Diretora divulga informação falsa
A diretora de uma escola estadual, da zona sul da capital paulista, deixou pais e alunos apreensivos, após fazer um alerta em vídeo, na semana passada. No registro, a educadora afirma, erroneamente, segundo o governo Doria, a transferência de 17 mil estudantes para a rede estadual. Isso, segundo ela, colocaria em risco as vagas de alunos, já matriculados anteriormente, e que eventualmente não fazem atividades de educação à distância, pela internet, nas aulas on-line por causa da pandemia do novo coronavírus.
“Os professores precisam gerar nota em cima das avaliações, das atividades que fazem [com os alunos]. Não havendo atividades, ou avaliações, o sistema entende serem alunos desistentes.
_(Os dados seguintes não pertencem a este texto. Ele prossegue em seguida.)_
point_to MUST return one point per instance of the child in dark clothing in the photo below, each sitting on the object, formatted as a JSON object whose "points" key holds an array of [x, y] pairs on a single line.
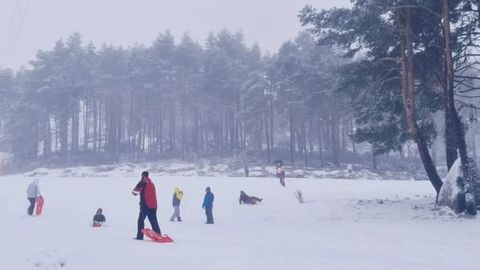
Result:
{"points": [[208, 205], [244, 198], [98, 218]]}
Aluno desistente sai da lista [de matriculados]”, afirma a educadora em trecho do vídeo.
Além disso, ela ainda orienta pais e alunos a comprarem máscaras e uniformes para os estudantes, disponibilizados na escola dirigida por ela. A unidade teria, inclusive, divulgado em um cartaz valores das peças dos uniformes.
A Secretaria Estadual da Educação afirmou “não compactuar com a conduta da diretora”. A pasta acrescentou ter aberto uma apuração preliminar sobre o caso. “É importante ressaltar que nenhum aluno ficará sem vaga por não conseguir entregar as atividades do ensino remoto ou por qualquer outro motivo. Todos são acolhidos e tem vaga garantida na rede pública”, diz trecho de nota.
Ainda segundo a secretaria, tanto máscaras, como qualquer outro insumo usado pelos alunos, serão distribuídos gratuitamente aos estudantes, assim que as aulas presenciais forem retomadas na rede estadual de ensino, a partir de 3 de outubro.
A gestão tucana afirmou que irá distribuir para as escolas de São Paulo 12 milhões de máscaras de tecido, 300 mil protetores faciais de acrílico, 10.168 termômetros a laser, dez mil totens de álcool em gel, 221 mil litros de sabonete líquido, 78 milhões de copos descartáveis, 112 mil litros de álcool em gel, além de 100 milhões de unidades de papel toalha.